Inside examples/run.py, add a for loop to the generation.

for _ in range(3): # THIS IS THE ONLY CHANGE
        with torch.no_grad():
            outputs = runner.generate(
                batch_input_ids=decoder_input_ids
                if is_enc_dec else batch_input_ids,
                encoder_input_ids=encoder_input_ids if is_enc_dec else None,
                encoder_input_features=encoder_input_features
                if is_enc_dec else None,
                encoder_output_lengths=encoder_output_lengths
                if is_enc_dec else None,
                max_new_tokens=args.max_output_len,
                max_attention_window_size=args.max_attention_window_size,
                sink_token_length=args.sink_token_length,
                end_id=end_id,
                pad_id=pad_id,
                temperature=args.temperature,
                top_k=args.top_k,
                top_p=args.top_p,
                num_beams=args.num_beams,
                length_penalty=args.length_penalty,
                early_stopping=args.early_stopping,
                repetition_penalty=args.repetition_penalty,
                presence_penalty=args.presence_penalty,
                frequency_penalty=args.frequency_penalty,
                stop_words_list=stop_words_list,
                bad_words_list=bad_words_list,
                output_cum_log_probs=(args.output_cum_log_probs_npy != None),
                output_log_probs=(args.output_log_probs_npy != None),
                random_seed=args.random_seed,
                lora_uids=args.lora_task_uids,
                prompt_table=args.prompt_table_path,
                prompt_tasks=args.prompt_tasks,
                streaming=args.streaming,
                output_sequence_lengths=True,
                no_repeat_ngram_size=args.no_repeat_ngram_size,
                return_dict=True,
                medusa_choices=args.medusa_choices,
                return_all_generated_tokens=args.return_all_generated_tokens,
                input_token_extra_ids=input_token_extra_ids)
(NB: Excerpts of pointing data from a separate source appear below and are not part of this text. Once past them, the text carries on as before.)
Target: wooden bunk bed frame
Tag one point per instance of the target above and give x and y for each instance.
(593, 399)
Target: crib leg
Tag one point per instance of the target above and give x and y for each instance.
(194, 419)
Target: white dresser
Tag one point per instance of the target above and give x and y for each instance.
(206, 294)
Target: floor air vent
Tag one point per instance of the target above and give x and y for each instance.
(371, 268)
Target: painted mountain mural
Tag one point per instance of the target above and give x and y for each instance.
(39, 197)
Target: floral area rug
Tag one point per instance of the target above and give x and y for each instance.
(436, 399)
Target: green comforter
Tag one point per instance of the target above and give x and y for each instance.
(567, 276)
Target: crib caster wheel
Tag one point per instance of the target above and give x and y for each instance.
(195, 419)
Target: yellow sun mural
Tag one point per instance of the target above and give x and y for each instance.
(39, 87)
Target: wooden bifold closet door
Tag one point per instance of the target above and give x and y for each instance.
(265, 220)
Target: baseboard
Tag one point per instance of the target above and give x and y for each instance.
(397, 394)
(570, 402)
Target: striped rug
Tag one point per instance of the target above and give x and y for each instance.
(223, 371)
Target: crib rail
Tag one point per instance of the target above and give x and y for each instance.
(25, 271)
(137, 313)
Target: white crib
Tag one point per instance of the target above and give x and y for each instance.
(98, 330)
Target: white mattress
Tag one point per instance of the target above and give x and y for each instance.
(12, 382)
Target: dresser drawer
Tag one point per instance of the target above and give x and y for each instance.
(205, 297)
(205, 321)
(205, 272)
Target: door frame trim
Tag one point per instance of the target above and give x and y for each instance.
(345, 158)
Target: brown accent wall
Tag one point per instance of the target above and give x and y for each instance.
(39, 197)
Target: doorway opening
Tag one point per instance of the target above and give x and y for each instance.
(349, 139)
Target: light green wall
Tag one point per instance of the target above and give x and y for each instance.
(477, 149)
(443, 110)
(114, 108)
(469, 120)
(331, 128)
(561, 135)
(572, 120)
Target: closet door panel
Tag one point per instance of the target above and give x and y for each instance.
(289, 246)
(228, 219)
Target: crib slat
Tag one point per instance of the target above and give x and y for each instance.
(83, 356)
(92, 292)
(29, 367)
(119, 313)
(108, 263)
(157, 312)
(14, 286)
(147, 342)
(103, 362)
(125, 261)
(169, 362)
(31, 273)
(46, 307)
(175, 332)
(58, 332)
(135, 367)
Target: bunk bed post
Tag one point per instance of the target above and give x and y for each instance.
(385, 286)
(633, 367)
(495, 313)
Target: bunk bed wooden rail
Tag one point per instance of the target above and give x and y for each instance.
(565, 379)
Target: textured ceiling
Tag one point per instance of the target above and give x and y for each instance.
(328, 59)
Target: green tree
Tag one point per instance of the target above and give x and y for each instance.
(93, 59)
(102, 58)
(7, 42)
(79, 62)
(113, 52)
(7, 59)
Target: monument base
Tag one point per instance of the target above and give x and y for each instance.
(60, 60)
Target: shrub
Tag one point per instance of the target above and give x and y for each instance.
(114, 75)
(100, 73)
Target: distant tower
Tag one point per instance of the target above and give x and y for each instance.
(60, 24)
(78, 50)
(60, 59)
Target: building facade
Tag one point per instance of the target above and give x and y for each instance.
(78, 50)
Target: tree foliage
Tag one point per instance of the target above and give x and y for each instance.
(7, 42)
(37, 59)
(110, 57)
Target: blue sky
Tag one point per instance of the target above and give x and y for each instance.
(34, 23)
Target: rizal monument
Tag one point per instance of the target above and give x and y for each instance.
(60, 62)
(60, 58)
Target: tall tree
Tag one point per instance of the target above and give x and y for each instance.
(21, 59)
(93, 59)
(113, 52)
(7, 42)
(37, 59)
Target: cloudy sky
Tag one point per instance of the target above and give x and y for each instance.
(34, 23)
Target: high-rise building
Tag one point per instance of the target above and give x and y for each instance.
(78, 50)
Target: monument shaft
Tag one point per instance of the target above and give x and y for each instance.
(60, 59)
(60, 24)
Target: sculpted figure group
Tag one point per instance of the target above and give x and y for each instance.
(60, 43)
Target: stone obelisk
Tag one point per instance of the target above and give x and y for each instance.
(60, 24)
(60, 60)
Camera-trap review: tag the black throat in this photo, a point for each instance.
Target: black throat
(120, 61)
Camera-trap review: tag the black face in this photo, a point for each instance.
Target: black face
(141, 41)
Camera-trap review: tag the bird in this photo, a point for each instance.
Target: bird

            torch.cuda.synchronize()

        if args.streaming:
            for curr_outputs in throttle_generator(outputs,
                                                   args.streaming_interval):
                if runtime_rank == 0:
                    output_ids = curr_outputs['output_ids']
                    sequence_lengths = curr_outputs['sequence_lengths']
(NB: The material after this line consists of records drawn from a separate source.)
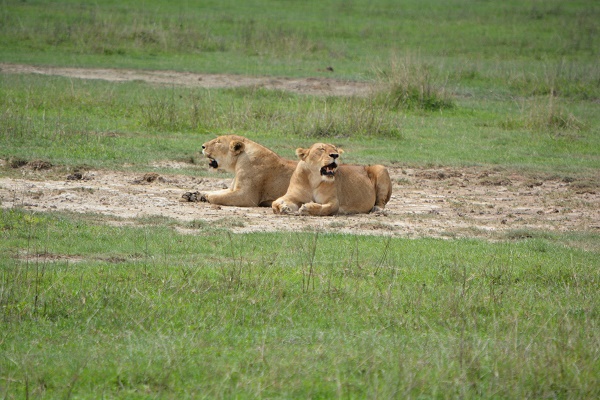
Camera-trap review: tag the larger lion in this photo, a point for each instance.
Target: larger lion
(260, 175)
(319, 186)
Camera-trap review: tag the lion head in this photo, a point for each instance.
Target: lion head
(321, 157)
(222, 152)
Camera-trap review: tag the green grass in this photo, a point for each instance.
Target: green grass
(101, 124)
(291, 38)
(144, 311)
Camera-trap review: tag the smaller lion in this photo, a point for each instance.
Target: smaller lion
(260, 175)
(319, 186)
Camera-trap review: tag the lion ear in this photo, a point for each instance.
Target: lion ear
(236, 147)
(301, 153)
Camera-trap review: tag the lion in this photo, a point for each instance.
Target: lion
(319, 186)
(260, 175)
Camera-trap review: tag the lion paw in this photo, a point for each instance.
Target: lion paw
(303, 210)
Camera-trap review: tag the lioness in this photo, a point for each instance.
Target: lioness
(319, 186)
(260, 175)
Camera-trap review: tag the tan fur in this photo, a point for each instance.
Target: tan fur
(345, 189)
(261, 176)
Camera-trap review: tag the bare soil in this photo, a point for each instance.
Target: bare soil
(443, 202)
(315, 86)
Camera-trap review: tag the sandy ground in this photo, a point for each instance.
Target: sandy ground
(426, 202)
(319, 86)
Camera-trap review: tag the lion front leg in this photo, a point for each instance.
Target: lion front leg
(227, 197)
(283, 206)
(319, 209)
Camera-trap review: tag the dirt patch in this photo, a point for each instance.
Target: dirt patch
(443, 202)
(314, 86)
(425, 203)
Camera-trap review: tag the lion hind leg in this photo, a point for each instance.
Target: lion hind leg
(383, 185)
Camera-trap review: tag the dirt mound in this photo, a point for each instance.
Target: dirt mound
(426, 202)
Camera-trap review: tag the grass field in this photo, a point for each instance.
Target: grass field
(92, 307)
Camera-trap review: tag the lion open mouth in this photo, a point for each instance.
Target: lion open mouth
(329, 170)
                    cum_log_probs = None
                    log_probs = None
                    if args.output_cum_log_probs_npy != None:
                        cum_log_probs = outputs['cum_log_probs']
                    if args.output_log_probs_npy != None:
                        log_probs = outputs['log_probs']
                    print_output(
                        tokenizer,
                        output_ids,
                        input_lengths,
                        sequence_lengths,
                        output_csv=args.output_csv,
                        output_npy=args.output_npy,
                        cum_log_probs=cum_log_probs,
                        log_probs=log_probs,
                        output_cum_log_probs_npy=args.output_cum_log_probs_npy,
                        output_log_probs_npy=args.output_log_probs_npy)
        else:
            if runtime_rank == 0:
                output_ids = outputs['output_ids']
                sequence_lengths = outputs['sequence_lengths']
                context_logits = None
                generation_logits = None
                cum_log_probs = None
                log_probs = None
                if runner.gather_context_logits:
                    context_logits = outputs['context_logits']
                if runner.gather_generation_logits:
                    generation_logits = outputs['generation_logits']
                if args.output_cum_log_probs_npy != None:
                    cum_log_probs = outputs['cum_log_probs']
                if args.output_log_probs_npy != None:
                    log_probs = outputs['log_probs']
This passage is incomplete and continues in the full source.